Better Watch Out Review
Sometimes it's all just a matter a timing. Director Chris Peckover and co-script writer Zack Kahn have probably realised that fact since the release of their film a few months ago. Which, at first looks like a straight forward teeny horror armed to the teeth with cattle prod scares, reveals itself to be a little more subversive than first thought. While the film doesn't commit completely to its themes there is enough going on under the broader genre antics to make Better Watch Out a surprisingly entertaining thriller/horror that should generate some interesting points of discussion.

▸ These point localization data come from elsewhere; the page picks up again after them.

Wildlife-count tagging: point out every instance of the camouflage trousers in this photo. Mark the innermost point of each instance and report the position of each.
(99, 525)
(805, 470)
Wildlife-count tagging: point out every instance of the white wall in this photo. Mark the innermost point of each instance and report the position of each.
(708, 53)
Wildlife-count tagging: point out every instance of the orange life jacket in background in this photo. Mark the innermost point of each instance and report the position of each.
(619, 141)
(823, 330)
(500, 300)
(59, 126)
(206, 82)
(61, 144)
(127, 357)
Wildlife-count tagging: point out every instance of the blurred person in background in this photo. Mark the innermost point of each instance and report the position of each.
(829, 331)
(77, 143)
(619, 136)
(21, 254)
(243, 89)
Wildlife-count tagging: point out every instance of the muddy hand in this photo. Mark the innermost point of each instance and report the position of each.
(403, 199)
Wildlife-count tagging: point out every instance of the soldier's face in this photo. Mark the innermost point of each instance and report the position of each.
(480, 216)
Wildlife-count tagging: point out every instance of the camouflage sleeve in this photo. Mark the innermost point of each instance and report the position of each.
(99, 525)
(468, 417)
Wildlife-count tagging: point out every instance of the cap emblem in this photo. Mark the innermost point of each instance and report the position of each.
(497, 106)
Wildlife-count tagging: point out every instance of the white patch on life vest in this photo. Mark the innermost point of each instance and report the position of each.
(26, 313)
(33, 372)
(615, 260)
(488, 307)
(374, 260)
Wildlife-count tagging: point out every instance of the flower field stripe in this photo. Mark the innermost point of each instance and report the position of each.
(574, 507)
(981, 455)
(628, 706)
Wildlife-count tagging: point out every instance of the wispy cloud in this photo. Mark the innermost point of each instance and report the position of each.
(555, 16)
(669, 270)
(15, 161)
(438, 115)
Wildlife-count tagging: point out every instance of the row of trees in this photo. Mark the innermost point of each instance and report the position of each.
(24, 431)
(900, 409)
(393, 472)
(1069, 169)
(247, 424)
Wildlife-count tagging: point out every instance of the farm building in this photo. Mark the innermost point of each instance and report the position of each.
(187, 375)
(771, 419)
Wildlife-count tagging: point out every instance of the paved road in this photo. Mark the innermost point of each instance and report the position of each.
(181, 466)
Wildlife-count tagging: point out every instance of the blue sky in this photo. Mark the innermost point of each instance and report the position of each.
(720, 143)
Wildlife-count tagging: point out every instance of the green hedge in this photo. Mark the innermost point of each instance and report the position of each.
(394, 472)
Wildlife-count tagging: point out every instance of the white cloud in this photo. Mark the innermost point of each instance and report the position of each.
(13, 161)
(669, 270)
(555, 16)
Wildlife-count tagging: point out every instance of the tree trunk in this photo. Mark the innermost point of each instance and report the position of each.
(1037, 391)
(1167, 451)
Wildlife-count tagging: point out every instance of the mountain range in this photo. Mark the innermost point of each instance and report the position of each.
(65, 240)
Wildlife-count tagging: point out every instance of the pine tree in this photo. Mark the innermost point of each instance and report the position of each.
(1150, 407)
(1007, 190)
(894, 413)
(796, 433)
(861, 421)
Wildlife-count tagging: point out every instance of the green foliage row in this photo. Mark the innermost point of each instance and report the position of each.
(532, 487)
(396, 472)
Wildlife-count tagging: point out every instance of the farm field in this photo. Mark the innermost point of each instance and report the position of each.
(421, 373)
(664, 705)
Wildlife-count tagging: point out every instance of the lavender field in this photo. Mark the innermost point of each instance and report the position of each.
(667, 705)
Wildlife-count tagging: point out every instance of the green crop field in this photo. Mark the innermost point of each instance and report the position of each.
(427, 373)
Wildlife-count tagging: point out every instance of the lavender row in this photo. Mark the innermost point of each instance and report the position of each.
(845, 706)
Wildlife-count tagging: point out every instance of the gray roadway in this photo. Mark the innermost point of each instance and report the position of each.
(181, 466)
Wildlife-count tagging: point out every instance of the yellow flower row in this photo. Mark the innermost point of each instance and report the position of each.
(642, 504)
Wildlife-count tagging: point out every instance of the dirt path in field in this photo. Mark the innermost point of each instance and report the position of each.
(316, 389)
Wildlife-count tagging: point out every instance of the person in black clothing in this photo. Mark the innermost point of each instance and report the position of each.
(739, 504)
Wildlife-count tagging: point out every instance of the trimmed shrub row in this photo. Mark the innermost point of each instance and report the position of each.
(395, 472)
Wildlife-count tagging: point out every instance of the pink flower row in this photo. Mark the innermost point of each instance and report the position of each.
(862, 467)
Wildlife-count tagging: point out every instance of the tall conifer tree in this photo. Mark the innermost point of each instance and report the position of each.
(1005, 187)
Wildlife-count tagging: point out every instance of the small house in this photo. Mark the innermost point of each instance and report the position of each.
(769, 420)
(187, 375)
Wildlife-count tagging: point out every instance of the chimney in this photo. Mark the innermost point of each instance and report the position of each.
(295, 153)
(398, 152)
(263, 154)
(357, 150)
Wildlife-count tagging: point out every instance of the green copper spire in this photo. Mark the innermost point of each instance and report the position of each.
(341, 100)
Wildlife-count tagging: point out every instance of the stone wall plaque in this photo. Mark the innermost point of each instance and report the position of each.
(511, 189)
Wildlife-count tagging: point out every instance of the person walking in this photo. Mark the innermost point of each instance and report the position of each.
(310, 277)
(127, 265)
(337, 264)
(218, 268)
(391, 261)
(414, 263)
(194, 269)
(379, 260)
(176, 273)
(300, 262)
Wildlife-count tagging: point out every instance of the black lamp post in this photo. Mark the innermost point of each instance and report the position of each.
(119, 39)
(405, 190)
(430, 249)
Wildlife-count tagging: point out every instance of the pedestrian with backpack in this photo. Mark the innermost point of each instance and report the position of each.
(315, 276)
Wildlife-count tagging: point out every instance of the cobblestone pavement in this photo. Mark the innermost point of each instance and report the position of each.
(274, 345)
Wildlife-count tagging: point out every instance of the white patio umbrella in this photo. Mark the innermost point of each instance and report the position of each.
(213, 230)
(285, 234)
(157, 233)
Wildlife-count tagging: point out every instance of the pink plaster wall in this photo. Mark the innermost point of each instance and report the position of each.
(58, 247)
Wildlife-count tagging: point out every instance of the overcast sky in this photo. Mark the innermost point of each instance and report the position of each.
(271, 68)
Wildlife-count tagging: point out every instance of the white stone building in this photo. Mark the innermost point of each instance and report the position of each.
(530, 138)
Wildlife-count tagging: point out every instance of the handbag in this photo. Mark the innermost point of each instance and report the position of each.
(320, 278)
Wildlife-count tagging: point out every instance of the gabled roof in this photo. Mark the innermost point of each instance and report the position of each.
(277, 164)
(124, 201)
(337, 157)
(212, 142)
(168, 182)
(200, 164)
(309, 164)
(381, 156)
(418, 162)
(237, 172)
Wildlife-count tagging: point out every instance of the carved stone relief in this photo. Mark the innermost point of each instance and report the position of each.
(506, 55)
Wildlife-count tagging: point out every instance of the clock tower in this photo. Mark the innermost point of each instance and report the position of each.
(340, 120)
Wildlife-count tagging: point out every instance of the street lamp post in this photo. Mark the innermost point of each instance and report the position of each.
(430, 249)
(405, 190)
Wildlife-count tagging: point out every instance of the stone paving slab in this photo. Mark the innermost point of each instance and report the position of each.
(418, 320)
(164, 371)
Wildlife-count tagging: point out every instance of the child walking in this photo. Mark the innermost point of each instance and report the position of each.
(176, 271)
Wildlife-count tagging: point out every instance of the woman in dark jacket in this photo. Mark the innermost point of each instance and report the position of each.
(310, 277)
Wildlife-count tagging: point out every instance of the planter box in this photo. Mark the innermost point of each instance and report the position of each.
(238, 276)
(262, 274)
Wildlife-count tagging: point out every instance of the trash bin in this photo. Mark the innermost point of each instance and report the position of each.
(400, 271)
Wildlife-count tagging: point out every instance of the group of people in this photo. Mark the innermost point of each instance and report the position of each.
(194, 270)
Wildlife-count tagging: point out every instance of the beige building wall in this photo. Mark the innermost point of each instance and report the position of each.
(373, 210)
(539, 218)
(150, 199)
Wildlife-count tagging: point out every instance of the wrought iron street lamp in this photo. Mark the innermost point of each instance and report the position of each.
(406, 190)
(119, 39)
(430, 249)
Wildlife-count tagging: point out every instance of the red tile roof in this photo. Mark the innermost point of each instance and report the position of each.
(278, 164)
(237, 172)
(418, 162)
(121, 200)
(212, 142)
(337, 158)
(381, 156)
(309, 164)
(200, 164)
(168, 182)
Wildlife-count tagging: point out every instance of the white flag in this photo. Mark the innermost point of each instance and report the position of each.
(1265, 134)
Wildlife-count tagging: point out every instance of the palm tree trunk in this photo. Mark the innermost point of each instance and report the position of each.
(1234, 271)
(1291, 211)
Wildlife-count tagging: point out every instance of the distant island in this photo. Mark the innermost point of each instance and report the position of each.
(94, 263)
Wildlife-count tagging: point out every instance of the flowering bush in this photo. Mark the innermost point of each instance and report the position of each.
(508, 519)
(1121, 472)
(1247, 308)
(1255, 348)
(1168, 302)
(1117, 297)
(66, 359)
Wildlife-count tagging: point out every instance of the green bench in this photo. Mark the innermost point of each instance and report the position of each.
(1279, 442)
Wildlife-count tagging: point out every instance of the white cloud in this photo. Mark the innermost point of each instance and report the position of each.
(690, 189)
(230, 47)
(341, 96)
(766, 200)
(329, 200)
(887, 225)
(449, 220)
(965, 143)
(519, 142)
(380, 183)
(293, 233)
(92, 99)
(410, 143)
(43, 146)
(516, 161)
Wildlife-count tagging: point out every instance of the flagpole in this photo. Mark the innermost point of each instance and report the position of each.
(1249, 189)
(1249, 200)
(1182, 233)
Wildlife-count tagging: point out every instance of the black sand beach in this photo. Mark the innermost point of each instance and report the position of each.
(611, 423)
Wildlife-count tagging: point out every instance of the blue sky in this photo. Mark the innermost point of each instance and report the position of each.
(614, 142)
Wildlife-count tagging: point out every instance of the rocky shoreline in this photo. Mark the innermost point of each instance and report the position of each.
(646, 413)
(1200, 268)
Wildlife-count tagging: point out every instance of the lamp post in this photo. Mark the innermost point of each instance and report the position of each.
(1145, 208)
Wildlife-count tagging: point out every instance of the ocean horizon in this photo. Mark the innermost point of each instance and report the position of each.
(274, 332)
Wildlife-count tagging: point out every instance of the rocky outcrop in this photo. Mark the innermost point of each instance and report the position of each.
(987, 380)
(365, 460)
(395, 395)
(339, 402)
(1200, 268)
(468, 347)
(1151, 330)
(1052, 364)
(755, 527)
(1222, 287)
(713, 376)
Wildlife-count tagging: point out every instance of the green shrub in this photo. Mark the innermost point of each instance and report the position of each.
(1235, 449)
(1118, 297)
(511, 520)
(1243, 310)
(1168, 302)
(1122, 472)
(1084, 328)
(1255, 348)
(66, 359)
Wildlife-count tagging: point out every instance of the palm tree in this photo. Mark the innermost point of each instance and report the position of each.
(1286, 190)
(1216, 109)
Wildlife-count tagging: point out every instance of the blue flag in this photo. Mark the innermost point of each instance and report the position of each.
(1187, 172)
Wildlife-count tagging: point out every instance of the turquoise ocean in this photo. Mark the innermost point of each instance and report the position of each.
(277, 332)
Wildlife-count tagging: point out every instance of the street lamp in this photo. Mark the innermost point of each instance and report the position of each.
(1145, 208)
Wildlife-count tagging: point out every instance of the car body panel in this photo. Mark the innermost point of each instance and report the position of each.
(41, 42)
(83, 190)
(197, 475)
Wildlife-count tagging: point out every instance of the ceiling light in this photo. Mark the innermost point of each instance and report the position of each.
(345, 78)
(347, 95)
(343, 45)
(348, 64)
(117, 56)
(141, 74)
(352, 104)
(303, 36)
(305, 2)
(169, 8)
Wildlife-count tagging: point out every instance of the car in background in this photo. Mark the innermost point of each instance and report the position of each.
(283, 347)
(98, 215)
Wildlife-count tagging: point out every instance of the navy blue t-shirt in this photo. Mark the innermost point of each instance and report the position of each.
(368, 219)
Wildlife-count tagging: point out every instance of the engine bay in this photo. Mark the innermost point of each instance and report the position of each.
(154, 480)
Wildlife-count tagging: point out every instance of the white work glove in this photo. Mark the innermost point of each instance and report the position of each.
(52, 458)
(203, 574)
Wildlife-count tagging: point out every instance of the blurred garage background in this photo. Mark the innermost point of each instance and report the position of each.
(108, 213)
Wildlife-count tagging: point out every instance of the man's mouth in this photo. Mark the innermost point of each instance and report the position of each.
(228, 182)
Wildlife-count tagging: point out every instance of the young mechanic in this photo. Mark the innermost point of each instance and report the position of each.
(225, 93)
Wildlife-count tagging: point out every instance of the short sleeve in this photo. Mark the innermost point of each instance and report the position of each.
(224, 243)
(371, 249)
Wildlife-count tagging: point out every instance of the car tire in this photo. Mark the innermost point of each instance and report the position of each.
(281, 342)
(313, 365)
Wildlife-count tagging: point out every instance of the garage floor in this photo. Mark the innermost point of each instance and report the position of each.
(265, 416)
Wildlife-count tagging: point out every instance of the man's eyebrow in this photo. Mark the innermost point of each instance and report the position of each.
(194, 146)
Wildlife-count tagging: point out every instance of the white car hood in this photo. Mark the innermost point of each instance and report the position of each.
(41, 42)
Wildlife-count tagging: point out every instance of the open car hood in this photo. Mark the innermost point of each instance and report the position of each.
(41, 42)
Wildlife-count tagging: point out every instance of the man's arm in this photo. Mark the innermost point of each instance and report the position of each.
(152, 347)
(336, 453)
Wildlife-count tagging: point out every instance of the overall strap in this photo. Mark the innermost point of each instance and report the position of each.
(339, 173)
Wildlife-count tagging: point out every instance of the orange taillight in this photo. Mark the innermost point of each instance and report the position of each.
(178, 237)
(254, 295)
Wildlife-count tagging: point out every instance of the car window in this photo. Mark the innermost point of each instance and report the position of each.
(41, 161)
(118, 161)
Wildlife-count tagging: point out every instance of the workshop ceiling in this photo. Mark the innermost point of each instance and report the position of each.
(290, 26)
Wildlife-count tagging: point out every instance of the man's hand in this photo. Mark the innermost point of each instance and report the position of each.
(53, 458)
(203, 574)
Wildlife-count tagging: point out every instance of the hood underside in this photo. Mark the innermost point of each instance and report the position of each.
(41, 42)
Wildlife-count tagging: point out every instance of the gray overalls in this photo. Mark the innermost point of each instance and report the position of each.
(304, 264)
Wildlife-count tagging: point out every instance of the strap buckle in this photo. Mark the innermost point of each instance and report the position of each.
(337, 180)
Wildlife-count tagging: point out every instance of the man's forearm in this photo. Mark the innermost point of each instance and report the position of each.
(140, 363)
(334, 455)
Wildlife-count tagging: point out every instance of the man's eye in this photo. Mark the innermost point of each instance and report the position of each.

The film starts in generic style, introducing us to geeky pre-teens Luke (Levi Miller) and his best friend Garrett (Ed Oxenbould). As is the norm, 18-year-old babysitter Ashley (Olivia DeJonge) is present while Luke’s parents head out for the evening. It's a big evening for Levi who has big designs on trying to win over Ashley but has little chance given the age gap. The evening takes a turn for the worse when a brick is thrown through the upstairs window and they are forced to hide away as armed intruders force their way into the house. Luke knows there’s a gun inside his parent's bedroom and if he can somehow creep there and back he might be able to protect himself. And Ashley, of course.
Better Watch Out is a film that requires you to be careful about how much you reveal beforehand. The bare bones of the story are all that are needed before expectations are flipped on their head once the rug is pulled out from underneath everyone’s feet. Male privilege and entitlement suddenly rears its ugly head and turns the film into a hive of toxic masculinity. Peckover restrains from delving too far into this idea but once the hidden intentions of the bad guys are laid out in the open the motivations for their actions is made clear enough.
While never explicit with its horror, Peckover understands how to keep the tension in place and the 90 minutes zip by quickly enough. It may not feel like it at the time, but the opening act is intended to play like a horror template by design, throwing up a number of obvious jump scares. The change in direction is timed just right to avoid switching off completely, although the more sensitive horror fans may already be unnerved by the cheap scare tactics. If you decide to stick with the film once the twist is revealed you’ll need to suspend belief as it gathers pace towards the final act, tying up the loose ends with one last cheeky wink towards the audience.
The three young stars are all Australian and the film itself was shot there, but the setting is suburban America, clearly intended as a riff on Home Alone (there is a pretty gruesome sequence around the midway point that ups the ante on a famous moment from Chris Columbus’ film too). Levi and DeJonge stand out in their roles, both seeming to enjoy the peaks and troughs their characters experience. While not as entrenched in its ideas as films like Raw or Get Out, Better Watch Out is wicked little Christmas horror that delights in unwrapping the pigheadedness of its male characters to leave a nasty little present under the tree.